How to always recommend different documents (files) in Elasticsearch

209 Views Asked by At

I have a service that recommends documents (files) relevant to the user current context. It uses ElasticSearch more_like_this in combination with filters (see query bellow). These documents are uploaded by users and if it is public, then it could be recommended to other users. It works fine, but the problem happens when two or more users upload same files. There are two or more instances of the same document in elasticsearch and it is very likely that both (or even more) files will be recommended.

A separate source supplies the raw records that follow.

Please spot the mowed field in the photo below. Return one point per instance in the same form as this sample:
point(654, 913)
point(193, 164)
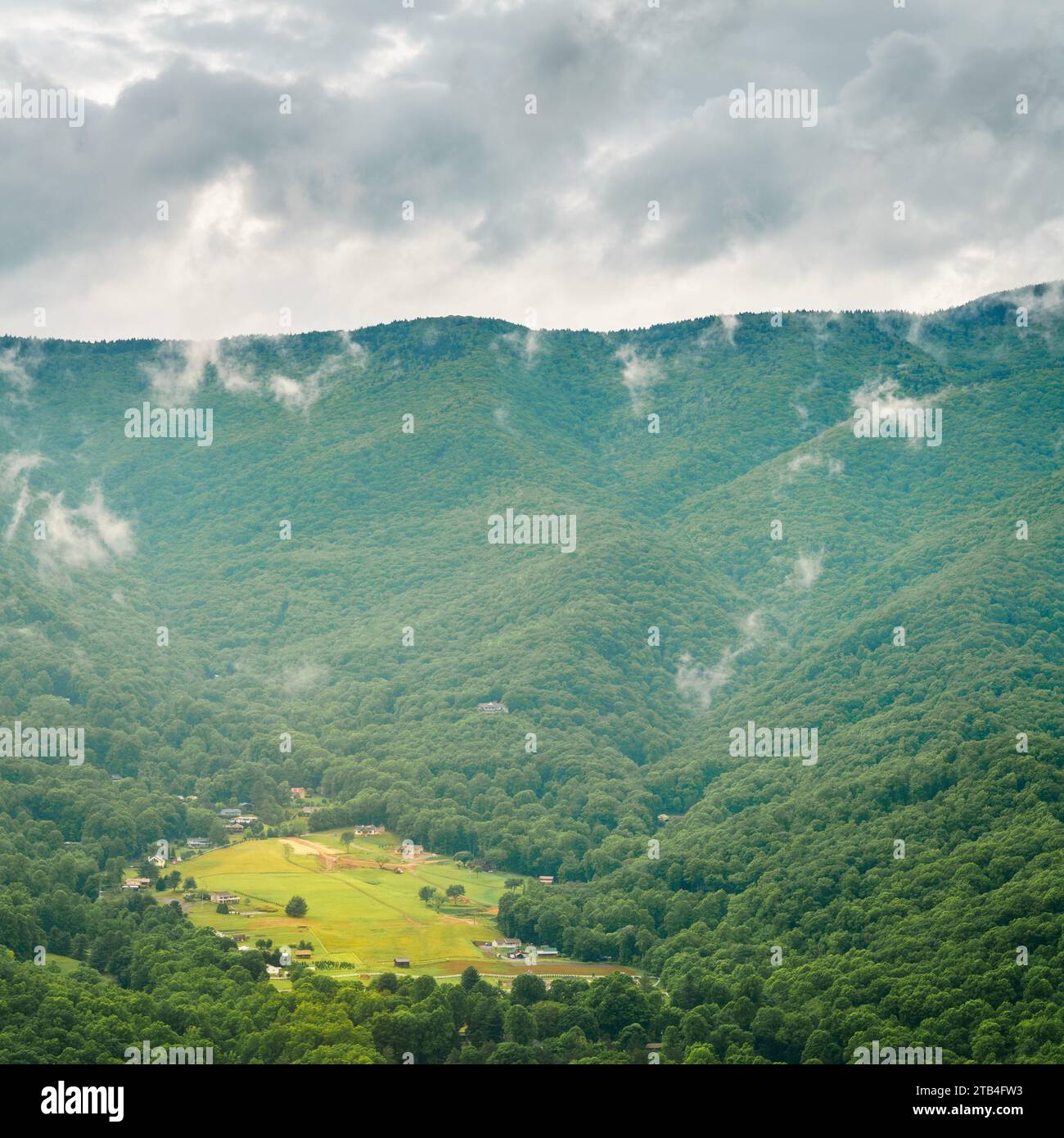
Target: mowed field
point(356, 910)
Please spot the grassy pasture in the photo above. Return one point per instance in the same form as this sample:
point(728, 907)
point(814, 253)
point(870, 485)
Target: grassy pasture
point(358, 912)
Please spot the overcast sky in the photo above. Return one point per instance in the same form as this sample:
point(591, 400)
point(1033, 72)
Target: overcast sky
point(539, 219)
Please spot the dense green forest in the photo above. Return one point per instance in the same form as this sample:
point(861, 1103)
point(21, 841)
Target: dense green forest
point(778, 912)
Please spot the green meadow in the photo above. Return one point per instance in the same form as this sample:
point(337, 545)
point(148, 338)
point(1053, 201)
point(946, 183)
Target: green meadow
point(358, 912)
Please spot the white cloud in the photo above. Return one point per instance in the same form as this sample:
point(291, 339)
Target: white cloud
point(88, 535)
point(700, 682)
point(638, 376)
point(12, 370)
point(806, 569)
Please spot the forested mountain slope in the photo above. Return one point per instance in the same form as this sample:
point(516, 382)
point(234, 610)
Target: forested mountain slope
point(677, 617)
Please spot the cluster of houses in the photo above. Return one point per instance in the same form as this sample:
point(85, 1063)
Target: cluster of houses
point(237, 820)
point(511, 949)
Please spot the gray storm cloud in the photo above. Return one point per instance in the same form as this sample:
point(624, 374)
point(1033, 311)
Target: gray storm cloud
point(427, 105)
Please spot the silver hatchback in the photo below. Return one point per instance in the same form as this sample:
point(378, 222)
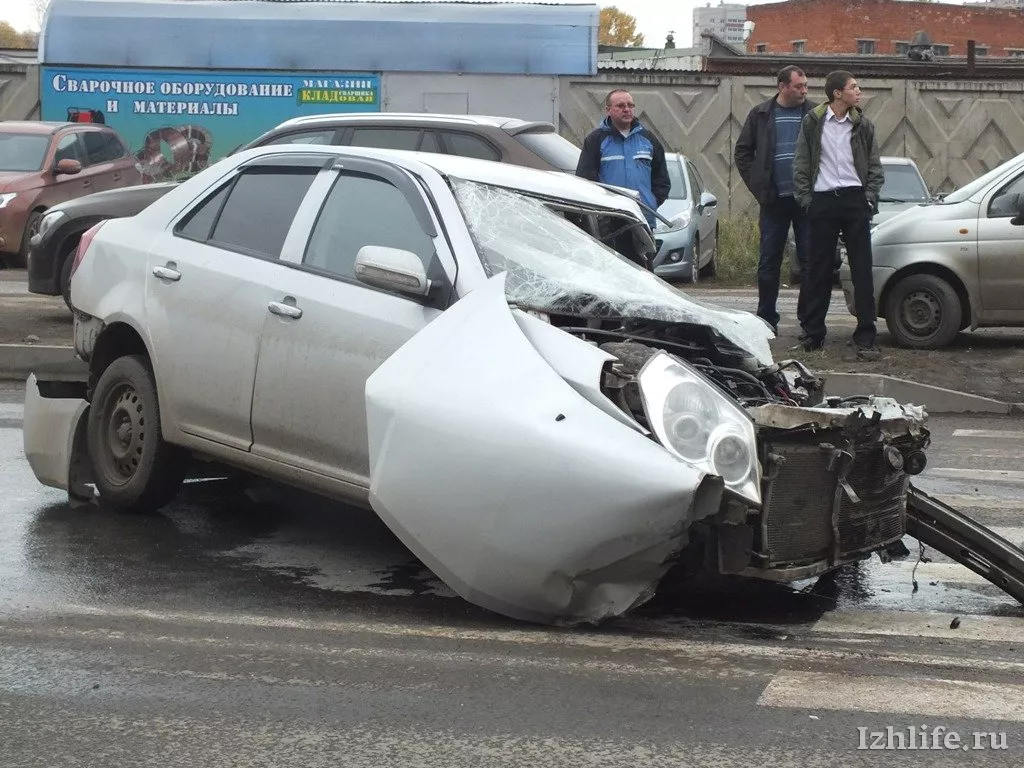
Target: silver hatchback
point(952, 263)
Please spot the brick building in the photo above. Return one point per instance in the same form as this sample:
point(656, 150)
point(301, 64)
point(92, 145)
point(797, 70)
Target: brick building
point(884, 27)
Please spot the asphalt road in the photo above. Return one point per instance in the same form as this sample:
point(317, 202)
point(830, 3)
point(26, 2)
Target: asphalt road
point(266, 628)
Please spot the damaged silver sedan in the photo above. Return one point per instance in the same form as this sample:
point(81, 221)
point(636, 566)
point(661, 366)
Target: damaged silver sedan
point(469, 349)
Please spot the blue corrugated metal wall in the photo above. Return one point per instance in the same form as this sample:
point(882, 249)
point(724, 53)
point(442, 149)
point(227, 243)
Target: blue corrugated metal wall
point(495, 38)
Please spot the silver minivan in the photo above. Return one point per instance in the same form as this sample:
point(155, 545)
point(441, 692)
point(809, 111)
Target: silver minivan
point(952, 263)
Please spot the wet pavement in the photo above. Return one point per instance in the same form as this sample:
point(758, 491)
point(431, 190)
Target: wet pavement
point(261, 626)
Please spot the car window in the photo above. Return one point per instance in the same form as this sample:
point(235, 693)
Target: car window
point(199, 223)
point(678, 190)
point(363, 210)
point(70, 147)
point(259, 209)
point(466, 145)
point(1007, 201)
point(386, 138)
point(325, 136)
point(101, 146)
point(903, 184)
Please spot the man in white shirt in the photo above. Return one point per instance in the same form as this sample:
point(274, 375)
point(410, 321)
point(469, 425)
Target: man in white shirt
point(837, 175)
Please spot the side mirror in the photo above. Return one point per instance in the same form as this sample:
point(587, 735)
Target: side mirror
point(69, 166)
point(392, 269)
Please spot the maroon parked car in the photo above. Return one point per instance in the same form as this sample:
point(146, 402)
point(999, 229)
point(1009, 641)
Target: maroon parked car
point(42, 164)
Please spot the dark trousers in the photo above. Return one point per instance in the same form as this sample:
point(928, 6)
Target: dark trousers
point(845, 211)
point(774, 224)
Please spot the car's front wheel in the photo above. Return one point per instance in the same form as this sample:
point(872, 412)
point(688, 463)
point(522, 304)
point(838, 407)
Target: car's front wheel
point(924, 312)
point(135, 469)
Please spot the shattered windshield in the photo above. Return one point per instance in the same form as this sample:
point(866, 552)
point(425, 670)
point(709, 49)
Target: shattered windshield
point(552, 265)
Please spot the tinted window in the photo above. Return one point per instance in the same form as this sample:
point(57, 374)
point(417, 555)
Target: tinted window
point(678, 190)
point(557, 152)
point(199, 223)
point(259, 209)
point(470, 146)
point(70, 147)
point(364, 211)
point(22, 152)
point(102, 146)
point(1007, 201)
point(903, 184)
point(325, 136)
point(386, 138)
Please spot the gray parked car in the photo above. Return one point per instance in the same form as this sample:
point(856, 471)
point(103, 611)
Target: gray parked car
point(951, 263)
point(690, 248)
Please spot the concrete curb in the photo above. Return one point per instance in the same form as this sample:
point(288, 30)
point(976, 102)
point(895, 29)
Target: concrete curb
point(17, 360)
point(935, 399)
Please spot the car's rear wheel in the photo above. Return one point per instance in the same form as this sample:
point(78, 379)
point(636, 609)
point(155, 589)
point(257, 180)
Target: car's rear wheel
point(31, 227)
point(66, 264)
point(135, 470)
point(924, 312)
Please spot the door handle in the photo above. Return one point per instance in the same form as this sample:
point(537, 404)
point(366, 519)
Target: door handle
point(285, 310)
point(165, 272)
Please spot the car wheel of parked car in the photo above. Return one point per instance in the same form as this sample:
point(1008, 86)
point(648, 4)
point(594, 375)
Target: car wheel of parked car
point(31, 227)
point(66, 265)
point(135, 469)
point(695, 262)
point(924, 312)
point(711, 269)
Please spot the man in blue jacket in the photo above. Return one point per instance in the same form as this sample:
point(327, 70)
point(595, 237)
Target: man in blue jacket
point(623, 153)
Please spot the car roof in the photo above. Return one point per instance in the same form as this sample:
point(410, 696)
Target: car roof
point(547, 183)
point(513, 125)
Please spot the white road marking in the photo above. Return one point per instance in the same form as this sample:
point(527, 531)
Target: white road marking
point(981, 475)
point(990, 434)
point(952, 698)
point(923, 624)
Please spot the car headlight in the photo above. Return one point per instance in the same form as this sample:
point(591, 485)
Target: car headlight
point(679, 220)
point(700, 425)
point(49, 220)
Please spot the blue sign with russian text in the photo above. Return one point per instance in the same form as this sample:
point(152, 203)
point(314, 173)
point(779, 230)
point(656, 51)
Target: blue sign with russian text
point(179, 121)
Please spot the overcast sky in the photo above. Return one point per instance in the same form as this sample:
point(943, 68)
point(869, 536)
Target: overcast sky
point(654, 18)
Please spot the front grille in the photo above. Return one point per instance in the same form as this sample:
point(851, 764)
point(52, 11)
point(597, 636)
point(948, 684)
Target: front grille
point(797, 526)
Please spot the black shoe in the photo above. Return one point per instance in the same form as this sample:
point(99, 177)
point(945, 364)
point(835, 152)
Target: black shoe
point(867, 353)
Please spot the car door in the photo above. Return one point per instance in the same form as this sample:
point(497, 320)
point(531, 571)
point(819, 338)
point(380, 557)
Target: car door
point(707, 215)
point(209, 282)
point(69, 186)
point(308, 401)
point(1000, 253)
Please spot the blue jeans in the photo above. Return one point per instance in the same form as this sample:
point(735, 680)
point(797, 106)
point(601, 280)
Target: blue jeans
point(774, 222)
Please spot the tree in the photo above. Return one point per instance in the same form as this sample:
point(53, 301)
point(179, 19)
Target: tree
point(11, 38)
point(617, 28)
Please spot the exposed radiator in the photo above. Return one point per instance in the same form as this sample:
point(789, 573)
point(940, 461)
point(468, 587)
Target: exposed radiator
point(797, 526)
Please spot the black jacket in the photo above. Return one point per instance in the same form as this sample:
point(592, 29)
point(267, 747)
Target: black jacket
point(755, 154)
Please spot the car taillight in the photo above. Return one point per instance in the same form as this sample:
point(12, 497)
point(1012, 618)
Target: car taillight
point(83, 245)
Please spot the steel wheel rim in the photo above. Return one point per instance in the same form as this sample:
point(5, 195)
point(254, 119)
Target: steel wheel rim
point(124, 433)
point(922, 313)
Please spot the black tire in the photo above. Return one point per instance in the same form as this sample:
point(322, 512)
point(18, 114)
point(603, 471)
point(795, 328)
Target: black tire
point(66, 265)
point(695, 263)
point(135, 470)
point(924, 312)
point(31, 227)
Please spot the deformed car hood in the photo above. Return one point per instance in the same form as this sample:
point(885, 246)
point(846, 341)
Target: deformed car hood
point(546, 509)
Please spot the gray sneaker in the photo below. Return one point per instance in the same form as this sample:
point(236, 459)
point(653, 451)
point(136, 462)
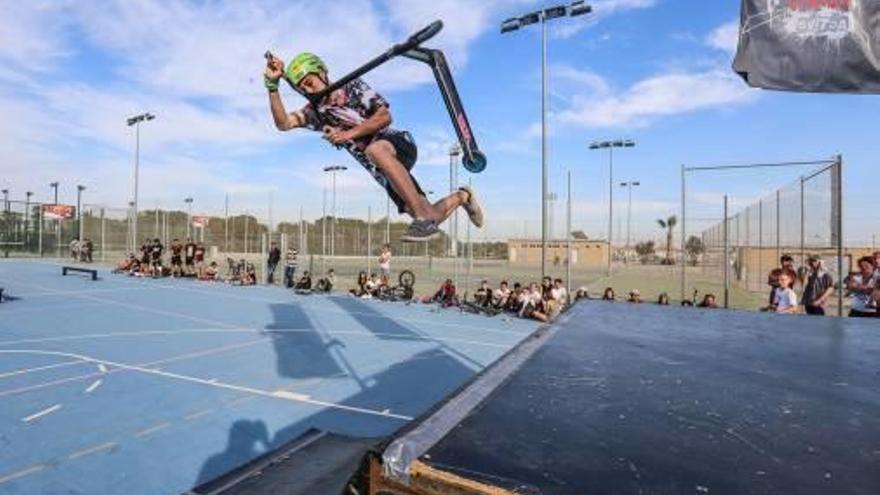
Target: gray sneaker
point(472, 207)
point(421, 231)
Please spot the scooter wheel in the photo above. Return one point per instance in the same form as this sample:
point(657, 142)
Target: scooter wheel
point(475, 165)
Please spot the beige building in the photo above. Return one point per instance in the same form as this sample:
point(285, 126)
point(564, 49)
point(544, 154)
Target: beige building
point(584, 253)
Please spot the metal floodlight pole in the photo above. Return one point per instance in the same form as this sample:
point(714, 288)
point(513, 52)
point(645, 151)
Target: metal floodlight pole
point(79, 228)
point(568, 238)
point(136, 122)
point(513, 24)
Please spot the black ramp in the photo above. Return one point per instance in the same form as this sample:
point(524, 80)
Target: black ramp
point(641, 399)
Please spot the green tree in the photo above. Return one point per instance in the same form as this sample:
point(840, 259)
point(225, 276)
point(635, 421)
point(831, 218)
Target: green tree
point(668, 224)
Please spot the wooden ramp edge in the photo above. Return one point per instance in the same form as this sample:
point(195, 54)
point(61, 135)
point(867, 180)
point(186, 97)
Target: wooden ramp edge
point(426, 480)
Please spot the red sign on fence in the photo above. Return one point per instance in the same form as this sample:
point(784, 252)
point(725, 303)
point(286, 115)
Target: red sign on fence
point(58, 212)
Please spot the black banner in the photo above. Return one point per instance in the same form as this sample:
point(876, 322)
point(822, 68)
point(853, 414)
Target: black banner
point(824, 46)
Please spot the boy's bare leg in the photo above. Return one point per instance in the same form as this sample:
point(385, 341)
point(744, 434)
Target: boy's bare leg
point(382, 154)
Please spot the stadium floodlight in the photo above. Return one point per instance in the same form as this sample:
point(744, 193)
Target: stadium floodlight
point(554, 12)
point(509, 25)
point(513, 24)
point(530, 18)
point(580, 8)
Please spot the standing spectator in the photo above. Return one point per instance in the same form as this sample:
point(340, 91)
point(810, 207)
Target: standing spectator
point(74, 249)
point(785, 300)
point(199, 259)
point(176, 258)
point(189, 253)
point(272, 262)
point(818, 287)
point(290, 267)
point(861, 287)
point(89, 248)
point(385, 263)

Does anyone have idea how I could enforce ElasticSearch to ignore these duplicates and return only one instance of the same file?

POST _search
{
 "query": {
   "filtered": {
    "query": {
       "mlt": {
       "fields": [
          "file"
         ],
         "like_text": "Some sample text here",
         "min_term_freq": 1,
         "max_query_terms": 1,
         "min_doc_freq": 1
    }
  },
"filter" : {
  "or" : {
    "filters" : [ {
      "term" : {
        "visibility" : "public"
      }
    }, {
      "and" : {
        "filters" : [ {
          "term" : {
            "visibility" : "private"
          }
        }, {
          "term" : {
            "ownerId" : 2
          }
        } ]
      }
    } ]
  }
 }
 }
 },
"fields": [
  "id","title","visibility", "ownerId","contentType", "dateCreated", "url"]
}

Edited:

I solved the first part of this problem. I'm using Tika to extract the content from web page or text document. Then, I'm using it in More Like This query as like text to find most similar documents, and those having values higher then 0.9 are marked as duplicate. For this, I'm using a new field "uniqueness" which has UUID value. If new document to index is duplicate, I'm copying its "uniqueness" value, and if there is no duplicates, I'm creating new value "uniqueness" for that document.

However, the second part of the problem I still didn't solve is how to make a query that will eliminate these duplicates. So basically in above mentioned query, I have to integrate part that will choose only 1 instance of documents with the same value of field "uniqueness".

Does anybody have an idea how to solve this?

1

There are 1 best solutions below

8
On

You can define a "duplicate" field where you can set the value to "true" or the id of a duplicate document during indexing. then you can filter out these documents.